Translated from Spanish, sourced from John Pereyra FB post
I’ve never wondered, nor have I ever heard of anyone doing so in any corner of the planet, on the periphery of the periphery of indie pop music. That is, artists and/or bands so radically removed from the confines of avant-garde pop that they end up creating a meta-substratum or sub-substratum beyond those confines. In principle, this should be attributed to such a degree of isolation (which prevents us from speaking of scenes as such), but also to the fact that the vast majority of creators within that horizon bear the mark of Oblivion—how can their proposals be disseminated or their legacies rescued if there is no way to identify them, much less to locate them?
Yes, the vast majority of them. Not all of them. One example is Muslimgauze, a.k.a. British artist Bryn Jones (June 17, 1961 – January 14, 1999), whose work has endured thanks to releases and reissues by Staalplaat, Nexound, and Extreme Records. Another is Zoviet France, a collective that fought hard to earn the recognition it deserved a decade and a half after its debut (Garista, 1982), thru Red Rhino Records or Soleilmoon Recordings. Unfortunately, the tacit rule holds that people equally adept at artistic innovation end their days in the most ignominious obscurity, both here and in Conchinchina. A norm that, fortunately, the tools provided by the technologies of the new century have begun (slowly) to reverse.
Just a few days ago, IX TAB, a reissue of the tape that Capricorni Pneumatici released in 1988, was published from Naples, thanks to the good offices of Eighth Tower Records. This isn’t the first reissue of this group orchestrated by Unexplained Sounds’ subsidiary, as Nibbas (’89), the Lovecraftian Al-Azif (’87), and Witchcraft (’89) have already seen the light of day. Yes, instead, it’s another step in recovering their discography from the 1987–1991 period, before the prolonged hiatus that ended with The Erivar (2015). Currently, CP remains in top form (cf. Variants and Über Artaud, both from this year).
Who are Capricorni Pneumatici? Beyond urban legends such as the one about a California combo linked to abominable cults and the prominent Satanist Anton LaVey, what is known is that the duo hails from Milan, Italy. Although their real identities remain a mystery, they are known by the aliases Pazuzu and Soda Caustica. Since their debut with a self-titled cassette back in 1987, the peninsulars duo distinguished themselves by hybridizing musique concrète, post-industrial noise, drone music, and dark ambient… when the last two genres were in their infancy or simply didn’t exist! The mortar that bound these labels together was field recordings and the use of sounds that even today could be classified as “unconventional.”

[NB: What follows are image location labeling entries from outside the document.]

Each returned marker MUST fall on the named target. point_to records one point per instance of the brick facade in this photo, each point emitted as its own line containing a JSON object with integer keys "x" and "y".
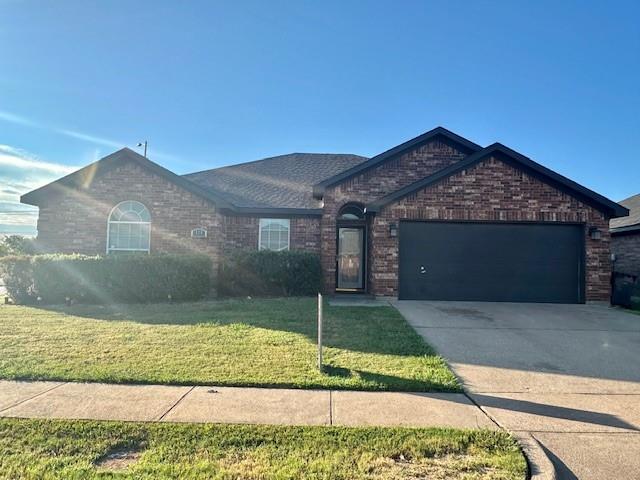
{"x": 76, "y": 222}
{"x": 626, "y": 248}
{"x": 241, "y": 232}
{"x": 490, "y": 191}
{"x": 375, "y": 183}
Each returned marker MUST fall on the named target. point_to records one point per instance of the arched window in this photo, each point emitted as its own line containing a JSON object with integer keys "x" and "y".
{"x": 351, "y": 211}
{"x": 129, "y": 228}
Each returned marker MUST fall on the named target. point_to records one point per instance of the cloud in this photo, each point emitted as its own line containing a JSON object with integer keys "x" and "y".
{"x": 82, "y": 136}
{"x": 25, "y": 122}
{"x": 14, "y": 158}
{"x": 20, "y": 172}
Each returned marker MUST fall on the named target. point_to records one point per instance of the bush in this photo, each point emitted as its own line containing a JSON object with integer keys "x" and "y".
{"x": 267, "y": 273}
{"x": 132, "y": 278}
{"x": 17, "y": 245}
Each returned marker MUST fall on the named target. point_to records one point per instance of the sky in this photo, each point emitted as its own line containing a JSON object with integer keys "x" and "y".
{"x": 212, "y": 83}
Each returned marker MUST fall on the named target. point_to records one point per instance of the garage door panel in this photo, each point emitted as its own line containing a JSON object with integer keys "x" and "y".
{"x": 491, "y": 262}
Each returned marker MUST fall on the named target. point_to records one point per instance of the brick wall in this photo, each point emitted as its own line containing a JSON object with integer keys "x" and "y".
{"x": 627, "y": 251}
{"x": 376, "y": 183}
{"x": 241, "y": 232}
{"x": 490, "y": 191}
{"x": 77, "y": 221}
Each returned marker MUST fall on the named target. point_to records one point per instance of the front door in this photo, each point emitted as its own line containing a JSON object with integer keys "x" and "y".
{"x": 350, "y": 258}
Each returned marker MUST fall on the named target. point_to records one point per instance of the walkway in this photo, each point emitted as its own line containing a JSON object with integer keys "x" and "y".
{"x": 99, "y": 401}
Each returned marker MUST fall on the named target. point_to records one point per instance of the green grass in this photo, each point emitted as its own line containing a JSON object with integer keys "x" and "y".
{"x": 74, "y": 449}
{"x": 242, "y": 342}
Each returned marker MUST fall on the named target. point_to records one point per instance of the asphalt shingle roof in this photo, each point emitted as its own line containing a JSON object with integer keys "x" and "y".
{"x": 285, "y": 181}
{"x": 633, "y": 204}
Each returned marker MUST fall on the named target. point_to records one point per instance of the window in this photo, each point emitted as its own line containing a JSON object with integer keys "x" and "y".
{"x": 351, "y": 211}
{"x": 274, "y": 234}
{"x": 129, "y": 228}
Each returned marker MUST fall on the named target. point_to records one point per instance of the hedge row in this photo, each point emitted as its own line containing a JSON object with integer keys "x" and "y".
{"x": 268, "y": 273}
{"x": 51, "y": 279}
{"x": 137, "y": 278}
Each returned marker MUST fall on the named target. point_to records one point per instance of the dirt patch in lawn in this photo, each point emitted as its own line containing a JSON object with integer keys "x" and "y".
{"x": 448, "y": 467}
{"x": 119, "y": 458}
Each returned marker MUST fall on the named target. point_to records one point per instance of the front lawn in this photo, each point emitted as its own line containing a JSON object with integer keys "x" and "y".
{"x": 237, "y": 342}
{"x": 80, "y": 449}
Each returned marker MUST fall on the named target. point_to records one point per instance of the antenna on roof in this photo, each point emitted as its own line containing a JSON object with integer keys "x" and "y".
{"x": 140, "y": 144}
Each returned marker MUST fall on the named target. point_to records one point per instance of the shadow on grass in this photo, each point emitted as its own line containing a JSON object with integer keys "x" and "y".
{"x": 380, "y": 330}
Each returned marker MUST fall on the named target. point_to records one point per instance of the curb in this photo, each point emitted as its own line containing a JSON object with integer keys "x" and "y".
{"x": 540, "y": 466}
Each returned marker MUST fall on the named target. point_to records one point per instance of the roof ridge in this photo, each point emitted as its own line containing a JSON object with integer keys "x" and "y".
{"x": 272, "y": 158}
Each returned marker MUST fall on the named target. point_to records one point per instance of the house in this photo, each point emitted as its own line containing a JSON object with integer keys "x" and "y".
{"x": 437, "y": 217}
{"x": 625, "y": 238}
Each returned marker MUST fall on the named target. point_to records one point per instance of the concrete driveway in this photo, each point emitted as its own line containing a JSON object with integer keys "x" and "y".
{"x": 568, "y": 374}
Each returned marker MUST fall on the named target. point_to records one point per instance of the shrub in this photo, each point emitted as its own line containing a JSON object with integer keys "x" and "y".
{"x": 17, "y": 245}
{"x": 268, "y": 273}
{"x": 132, "y": 278}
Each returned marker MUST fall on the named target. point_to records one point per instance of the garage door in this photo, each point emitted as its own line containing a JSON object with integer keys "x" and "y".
{"x": 498, "y": 262}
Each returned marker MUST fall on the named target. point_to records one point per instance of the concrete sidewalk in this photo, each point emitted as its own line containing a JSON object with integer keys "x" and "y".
{"x": 213, "y": 404}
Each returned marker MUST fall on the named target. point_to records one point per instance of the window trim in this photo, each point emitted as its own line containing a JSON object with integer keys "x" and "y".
{"x": 109, "y": 222}
{"x": 261, "y": 223}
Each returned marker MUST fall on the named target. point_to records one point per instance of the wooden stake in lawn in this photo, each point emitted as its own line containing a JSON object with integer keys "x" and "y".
{"x": 320, "y": 332}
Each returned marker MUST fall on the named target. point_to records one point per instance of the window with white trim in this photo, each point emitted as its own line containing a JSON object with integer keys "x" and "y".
{"x": 274, "y": 234}
{"x": 129, "y": 228}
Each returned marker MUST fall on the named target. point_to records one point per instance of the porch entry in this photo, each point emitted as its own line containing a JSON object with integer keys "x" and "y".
{"x": 351, "y": 241}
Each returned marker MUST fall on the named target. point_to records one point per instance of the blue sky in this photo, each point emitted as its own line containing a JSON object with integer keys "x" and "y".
{"x": 214, "y": 83}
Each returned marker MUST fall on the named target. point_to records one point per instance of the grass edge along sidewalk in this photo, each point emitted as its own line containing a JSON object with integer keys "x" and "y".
{"x": 259, "y": 342}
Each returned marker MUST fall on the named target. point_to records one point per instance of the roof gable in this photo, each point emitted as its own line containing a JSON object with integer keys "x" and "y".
{"x": 81, "y": 179}
{"x": 632, "y": 222}
{"x": 465, "y": 145}
{"x": 519, "y": 161}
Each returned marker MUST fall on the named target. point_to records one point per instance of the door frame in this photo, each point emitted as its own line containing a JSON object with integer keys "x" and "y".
{"x": 361, "y": 224}
{"x": 582, "y": 266}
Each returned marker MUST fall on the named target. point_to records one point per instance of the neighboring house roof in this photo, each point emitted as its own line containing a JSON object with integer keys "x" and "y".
{"x": 518, "y": 160}
{"x": 462, "y": 143}
{"x": 285, "y": 181}
{"x": 81, "y": 179}
{"x": 630, "y": 223}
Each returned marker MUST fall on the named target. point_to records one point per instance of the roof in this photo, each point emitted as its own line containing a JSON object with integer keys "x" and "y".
{"x": 630, "y": 223}
{"x": 462, "y": 143}
{"x": 285, "y": 181}
{"x": 81, "y": 179}
{"x": 519, "y": 161}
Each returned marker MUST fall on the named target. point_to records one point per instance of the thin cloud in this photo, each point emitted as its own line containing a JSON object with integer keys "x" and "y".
{"x": 19, "y": 159}
{"x": 20, "y": 172}
{"x": 82, "y": 136}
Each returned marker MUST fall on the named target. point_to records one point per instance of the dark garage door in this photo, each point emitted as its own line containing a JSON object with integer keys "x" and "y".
{"x": 498, "y": 262}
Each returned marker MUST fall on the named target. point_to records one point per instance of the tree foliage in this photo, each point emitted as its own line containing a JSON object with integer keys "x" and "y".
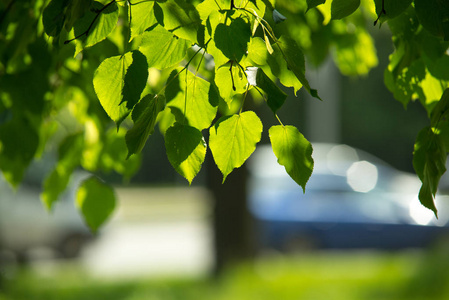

The choice of name for the tandem is entirely intentional, drawn from Liber A’ash Vel Capricorni Pneumatici, a work published in 1909 by the 19th-century occultist Aleister Crowley. In fact, the Milanese duo has always been shrouded in a dark aura of esoteric mystery and ritual paganism, traits frequently associated today with any project born within the dark ambient scene. As befits, their music becomes a faithful reflection of that syncretic, non-sanctus occultism. IX TAB is no exception.
Dedicated to the eponymous Mayan deity (whose name translates as “Lady of the Loop”), goddess of ropes (!!), deceit, and patron of those who committed suicide by hanging (!!), the tape is a summation of somber, abstract, and, moreover, iterative vibrations, for the most part devoid of significant tonal timbres. Despite featuring comparatively more melodic moments (“L’Ultima Cerimonia,” “Dhyana,” “On Carmel’s Peak”), these tend to fade away, devoured by subsonic bass that cascades into droning textures in which the veiled threat of muffled cyclones throbs (“I.A.O.”).
In compositions such as “The Inquisition” or the sprawling “Akhkharu,” Capricorni Pneumatici does more than merely approach post-industrial. The hints of eurhythmic structures collapse very quickly, faced with an ambient soundscape that, from pounding everything in its path, unleashes dense bombardments of panic-stricken resonances. In “Akhkharu,” moreover, sinister whispers and decadent murmurs can be heard. The use of voices extends to “Khampa” and “Ortson Erdap!”: in the former, it’s more of a distorted manipulation accompanied by faint tribal percussion, while in the latter, archaic black-magic incantations are recited. “Ortson…” also features lugubrious chimes—an esthetic alibi linked to the shaking of steel cans and tanks in the opening track, “Captivity,” which underscores the Lombard duo’s use of hammers, PVC pipes, and even axes.
Avant dark ambient, long before the genre was made common currency in the premises of independent international circuits. A master class on how to subvert and above all decorset any kind of sound paradigms, using minimal resources with the greatest ingenuity. For that reason, Raffaele Pezzella – head of the cited squads – includes IX TAB in the line of releases ‘Italian Post Industrial Classics Collection’. More than deserved, although the labels fall short (as usually happens).